Merge pull request 'docs: define researcher agent specification (#68)' (#166) from feature/issue-68-researcher-agent-spec into main

2026-03-11 06:04:03 +01:00
parent 9ae0e6a8b2 77a5aa6ff0
commit 43cbb2a3b7
2 changed files with 263 additions and 0 deletions
--- a/implementation-plans/issue-068.md
+++ b/implementation-plans/issue-068.md
@@ -0,0 +1,46 @@
+# Implementation Plan — Issue #68: Define researcher agent system prompt and context structure
+
+## Metadata
+
+| Field | Value |
+|---|---|
+| Issue | [#68](https://git.shahondin1624.de/llm-multiverse/llm-multiverse/issues/68) |
+| Title | Define researcher agent system prompt and context structure |
+| Milestone | Phase 8: First Subagent (Researcher) |
+| Labels | — |
+| Status | `COMPLETED` |
+| Language | Specification |
+| Related Plans | issue-015.md |
+| Blocked by | #15 |
+
+## Acceptance Criteria
+
+- [x] System prompt defining researcher role, capabilities, and constraints
+- [x] Context structure: system prompt + task description + tool results + scratchpad
+- [x] Tool use conventions: how to format tool calls, handle results
+- [x] Confidence signaling format (how researcher reports certainty)

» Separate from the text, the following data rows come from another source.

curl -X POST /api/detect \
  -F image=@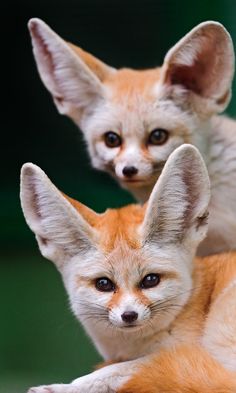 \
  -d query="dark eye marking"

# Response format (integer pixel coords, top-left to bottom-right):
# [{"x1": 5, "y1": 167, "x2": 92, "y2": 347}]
[
  {"x1": 95, "y1": 277, "x2": 116, "y2": 292},
  {"x1": 104, "y1": 131, "x2": 122, "y2": 148},
  {"x1": 139, "y1": 273, "x2": 161, "y2": 289},
  {"x1": 148, "y1": 128, "x2": 169, "y2": 145}
]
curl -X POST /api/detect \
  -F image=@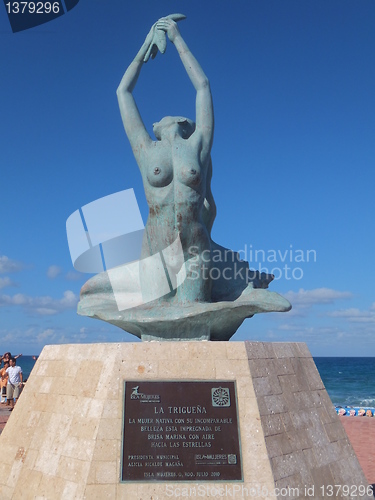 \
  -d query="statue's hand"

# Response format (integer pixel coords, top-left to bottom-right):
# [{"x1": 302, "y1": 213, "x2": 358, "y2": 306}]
[{"x1": 156, "y1": 17, "x2": 180, "y2": 43}]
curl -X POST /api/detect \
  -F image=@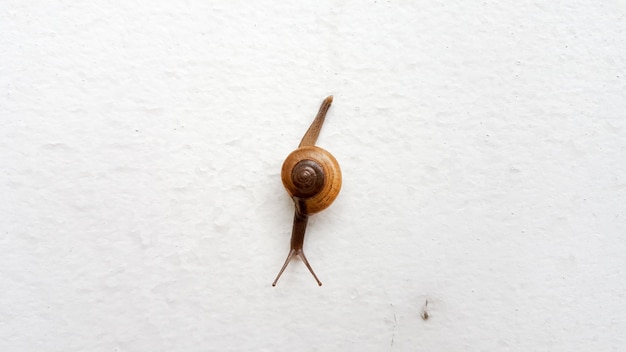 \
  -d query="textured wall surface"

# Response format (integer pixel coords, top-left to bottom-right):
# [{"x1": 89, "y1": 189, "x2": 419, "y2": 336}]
[{"x1": 0, "y1": 0, "x2": 626, "y2": 352}]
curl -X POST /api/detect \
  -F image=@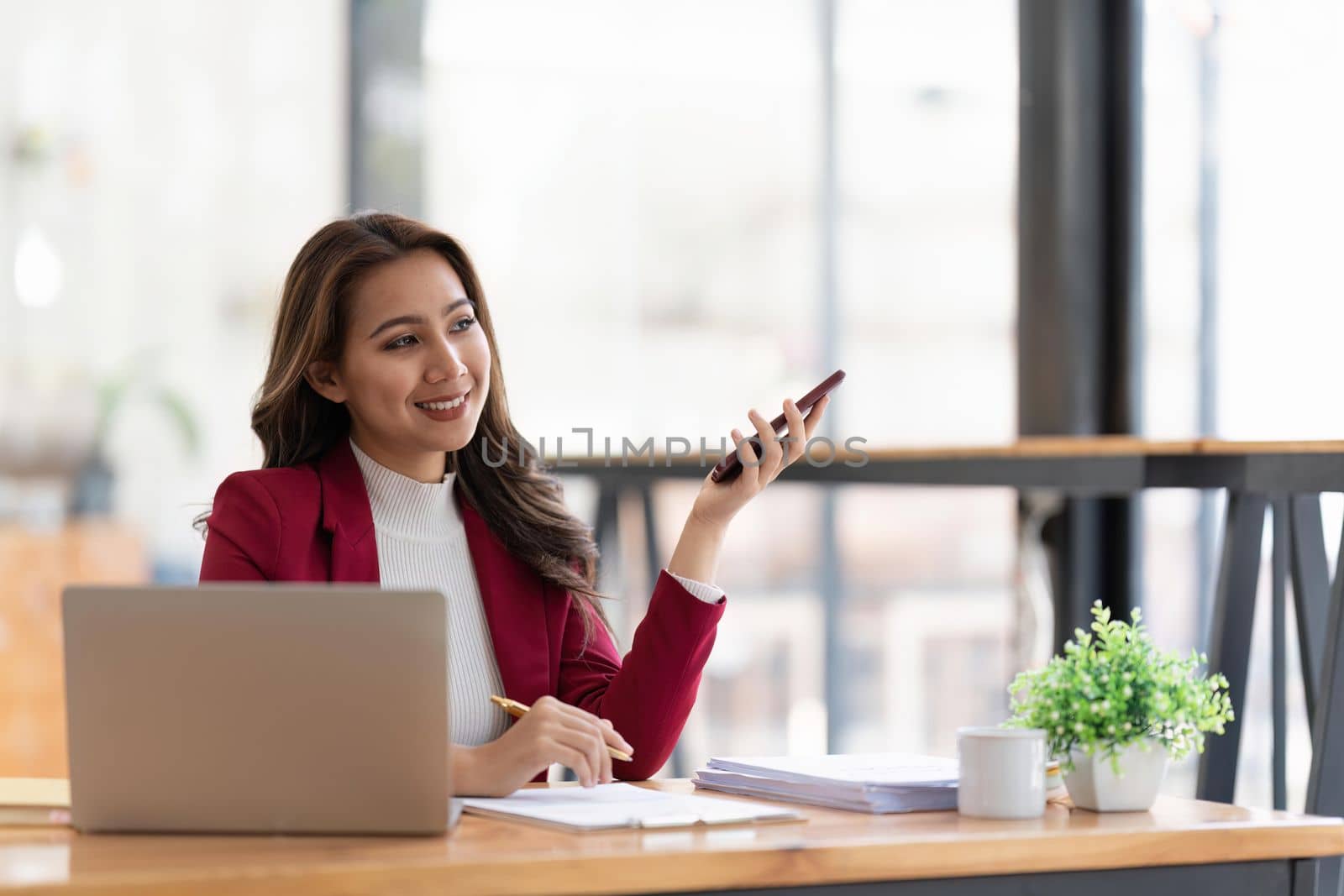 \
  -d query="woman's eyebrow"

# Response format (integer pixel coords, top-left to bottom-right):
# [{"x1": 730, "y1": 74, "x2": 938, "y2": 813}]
[{"x1": 368, "y1": 297, "x2": 475, "y2": 338}]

+- [x] Return schema matching orchestrator.proto `SubagentResult`
+- [x] Document the researcher agent specification
+
+## Implementation Steps
+
+### 1. Researcher Agent Specification (`specs/researcher-agent.md`)

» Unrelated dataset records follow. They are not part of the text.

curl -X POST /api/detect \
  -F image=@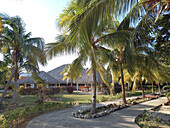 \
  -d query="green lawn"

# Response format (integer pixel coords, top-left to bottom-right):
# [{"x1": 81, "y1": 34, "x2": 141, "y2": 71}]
[{"x1": 0, "y1": 90, "x2": 161, "y2": 119}]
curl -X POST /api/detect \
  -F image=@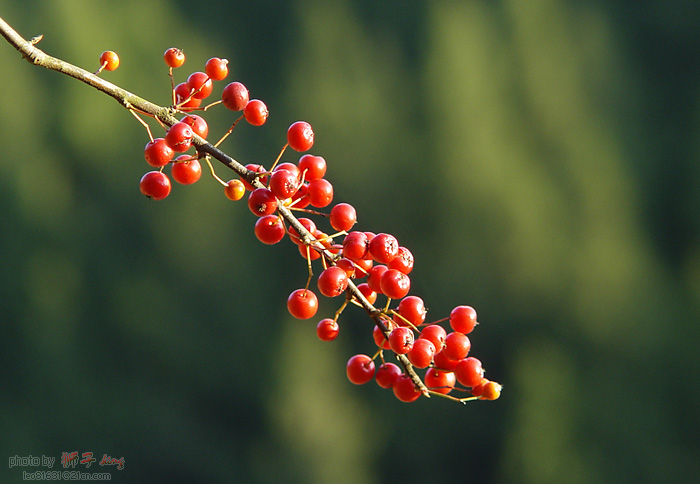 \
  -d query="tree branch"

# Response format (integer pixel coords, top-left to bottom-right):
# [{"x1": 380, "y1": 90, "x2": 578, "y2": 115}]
[{"x1": 0, "y1": 17, "x2": 430, "y2": 397}]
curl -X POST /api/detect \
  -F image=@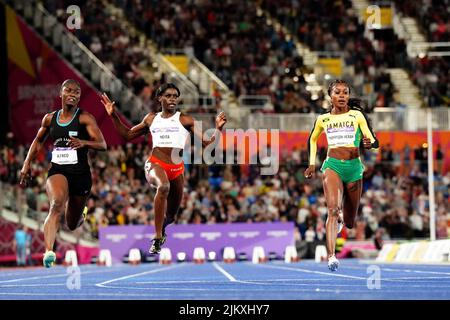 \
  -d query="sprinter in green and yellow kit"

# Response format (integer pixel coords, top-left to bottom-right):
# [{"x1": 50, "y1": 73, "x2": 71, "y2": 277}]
[{"x1": 305, "y1": 80, "x2": 378, "y2": 271}]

+- System prompt with role definition, tool use format, confidence signaling, completion format
+- Context window structure (6 sections with compaction rules)

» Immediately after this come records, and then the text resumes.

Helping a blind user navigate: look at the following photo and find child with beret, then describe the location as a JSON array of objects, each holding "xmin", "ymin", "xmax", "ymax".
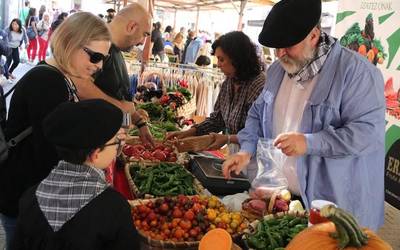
[{"xmin": 12, "ymin": 99, "xmax": 139, "ymax": 250}]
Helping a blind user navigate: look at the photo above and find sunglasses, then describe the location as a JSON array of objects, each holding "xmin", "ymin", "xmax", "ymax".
[
  {"xmin": 83, "ymin": 47, "xmax": 110, "ymax": 64},
  {"xmin": 104, "ymin": 137, "xmax": 125, "ymax": 156}
]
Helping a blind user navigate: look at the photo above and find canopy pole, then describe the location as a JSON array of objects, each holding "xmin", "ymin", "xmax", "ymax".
[
  {"xmin": 194, "ymin": 6, "xmax": 200, "ymax": 36},
  {"xmin": 237, "ymin": 0, "xmax": 247, "ymax": 31},
  {"xmin": 173, "ymin": 8, "xmax": 178, "ymax": 30},
  {"xmin": 139, "ymin": 0, "xmax": 154, "ymax": 73}
]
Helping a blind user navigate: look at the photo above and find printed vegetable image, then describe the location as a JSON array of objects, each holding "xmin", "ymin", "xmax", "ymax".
[
  {"xmin": 385, "ymin": 77, "xmax": 400, "ymax": 119},
  {"xmin": 340, "ymin": 14, "xmax": 387, "ymax": 65},
  {"xmin": 286, "ymin": 205, "xmax": 392, "ymax": 250}
]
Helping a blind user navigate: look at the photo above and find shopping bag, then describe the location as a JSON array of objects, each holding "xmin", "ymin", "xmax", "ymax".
[
  {"xmin": 251, "ymin": 138, "xmax": 288, "ymax": 198},
  {"xmin": 19, "ymin": 49, "xmax": 28, "ymax": 63}
]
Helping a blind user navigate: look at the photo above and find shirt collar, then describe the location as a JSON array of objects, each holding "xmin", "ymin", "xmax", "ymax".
[{"xmin": 288, "ymin": 32, "xmax": 336, "ymax": 83}]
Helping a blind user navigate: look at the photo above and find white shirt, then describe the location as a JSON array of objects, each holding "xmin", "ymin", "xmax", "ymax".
[
  {"xmin": 272, "ymin": 74, "xmax": 318, "ymax": 195},
  {"xmin": 8, "ymin": 30, "xmax": 23, "ymax": 49}
]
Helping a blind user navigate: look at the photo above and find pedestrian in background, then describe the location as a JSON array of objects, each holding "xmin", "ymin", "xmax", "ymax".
[
  {"xmin": 5, "ymin": 18, "xmax": 28, "ymax": 79},
  {"xmin": 37, "ymin": 12, "xmax": 50, "ymax": 61},
  {"xmin": 25, "ymin": 8, "xmax": 39, "ymax": 63},
  {"xmin": 19, "ymin": 1, "xmax": 30, "ymax": 25}
]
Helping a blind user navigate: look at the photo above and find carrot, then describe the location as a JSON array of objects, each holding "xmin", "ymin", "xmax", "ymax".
[{"xmin": 367, "ymin": 49, "xmax": 375, "ymax": 62}]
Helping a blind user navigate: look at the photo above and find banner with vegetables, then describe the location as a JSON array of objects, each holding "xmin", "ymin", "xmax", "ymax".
[{"xmin": 335, "ymin": 0, "xmax": 400, "ymax": 209}]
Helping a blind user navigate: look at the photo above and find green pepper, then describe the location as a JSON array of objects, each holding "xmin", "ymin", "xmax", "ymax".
[{"xmin": 247, "ymin": 236, "xmax": 267, "ymax": 249}]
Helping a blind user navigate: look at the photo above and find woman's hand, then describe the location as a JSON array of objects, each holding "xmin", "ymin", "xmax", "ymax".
[
  {"xmin": 166, "ymin": 128, "xmax": 196, "ymax": 140},
  {"xmin": 222, "ymin": 152, "xmax": 251, "ymax": 179},
  {"xmin": 207, "ymin": 133, "xmax": 228, "ymax": 150}
]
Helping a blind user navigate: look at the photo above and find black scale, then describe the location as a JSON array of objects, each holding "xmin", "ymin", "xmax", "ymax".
[{"xmin": 190, "ymin": 155, "xmax": 250, "ymax": 195}]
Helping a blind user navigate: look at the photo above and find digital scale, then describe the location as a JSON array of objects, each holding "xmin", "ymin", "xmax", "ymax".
[{"xmin": 190, "ymin": 155, "xmax": 250, "ymax": 195}]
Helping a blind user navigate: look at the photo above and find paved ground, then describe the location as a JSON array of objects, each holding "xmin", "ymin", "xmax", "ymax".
[{"xmin": 0, "ymin": 63, "xmax": 33, "ymax": 250}]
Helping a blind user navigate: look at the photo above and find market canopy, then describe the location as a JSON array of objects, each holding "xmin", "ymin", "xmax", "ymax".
[{"xmin": 105, "ymin": 0, "xmax": 334, "ymax": 11}]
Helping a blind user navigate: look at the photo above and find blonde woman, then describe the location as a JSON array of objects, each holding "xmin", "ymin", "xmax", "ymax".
[{"xmin": 0, "ymin": 12, "xmax": 111, "ymax": 247}]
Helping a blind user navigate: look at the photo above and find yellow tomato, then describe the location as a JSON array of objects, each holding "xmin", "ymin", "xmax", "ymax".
[
  {"xmin": 229, "ymin": 220, "xmax": 239, "ymax": 229},
  {"xmin": 221, "ymin": 213, "xmax": 231, "ymax": 224},
  {"xmin": 207, "ymin": 208, "xmax": 217, "ymax": 221},
  {"xmin": 208, "ymin": 199, "xmax": 217, "ymax": 208},
  {"xmin": 232, "ymin": 213, "xmax": 242, "ymax": 224}
]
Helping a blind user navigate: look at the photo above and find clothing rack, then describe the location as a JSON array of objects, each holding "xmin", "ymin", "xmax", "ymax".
[{"xmin": 127, "ymin": 62, "xmax": 225, "ymax": 116}]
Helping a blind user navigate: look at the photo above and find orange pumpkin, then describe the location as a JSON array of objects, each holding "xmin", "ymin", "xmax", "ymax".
[
  {"xmin": 286, "ymin": 206, "xmax": 393, "ymax": 250},
  {"xmin": 358, "ymin": 44, "xmax": 367, "ymax": 56},
  {"xmin": 199, "ymin": 228, "xmax": 232, "ymax": 250}
]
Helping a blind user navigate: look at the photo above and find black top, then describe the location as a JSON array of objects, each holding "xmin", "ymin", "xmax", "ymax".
[
  {"xmin": 95, "ymin": 44, "xmax": 132, "ymax": 101},
  {"xmin": 11, "ymin": 187, "xmax": 139, "ymax": 250},
  {"xmin": 0, "ymin": 63, "xmax": 69, "ymax": 217},
  {"xmin": 151, "ymin": 30, "xmax": 164, "ymax": 55}
]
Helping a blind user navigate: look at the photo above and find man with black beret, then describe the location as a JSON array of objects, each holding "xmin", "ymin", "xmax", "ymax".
[
  {"xmin": 224, "ymin": 0, "xmax": 385, "ymax": 230},
  {"xmin": 12, "ymin": 99, "xmax": 139, "ymax": 250},
  {"xmin": 106, "ymin": 8, "xmax": 116, "ymax": 23}
]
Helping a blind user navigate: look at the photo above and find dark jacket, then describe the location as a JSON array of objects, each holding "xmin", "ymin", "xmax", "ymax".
[
  {"xmin": 0, "ymin": 63, "xmax": 70, "ymax": 217},
  {"xmin": 94, "ymin": 44, "xmax": 132, "ymax": 101},
  {"xmin": 11, "ymin": 187, "xmax": 139, "ymax": 250}
]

+- Token budget allocation (~4096 total)
+- Tool use conventions (JSON tool call format, result injection with provenance headers)
+- Confidence signaling mapping to `ResultQuality` proto enum
+- Return schema mapping agent JSON output to `SubagentResult` proto message
+- Termination conditions (5 exit paths)
+- Agent lineage structure for Tool Broker enforcement
+- Example flow showing complete research task
+
+## Files to Create/Modify
+
+| File | Action | Purpose |
+|---|---|---|
+| `specs/researcher-agent.md` | Create | Complete researcher agent specification |
+
+## Deviation Log
+
+_(No deviations)_
--- a/specs/researcher-agent.md
+++ b/specs/researcher-agent.md
@@ -0,0 +1,217 @@
+# Researcher Agent Specification
+
+## Overview
+
+The researcher agent is the first subagent type in the LLM Multiverse system. It specializes in information gathering using web search and memory retrieval tools. The orchestrator dispatches researcher agents to answer factual questions, gather data, and compile research findings.
+
+**Agent Type**: `AGENT_TYPE_RESEARCHER` (id: 2)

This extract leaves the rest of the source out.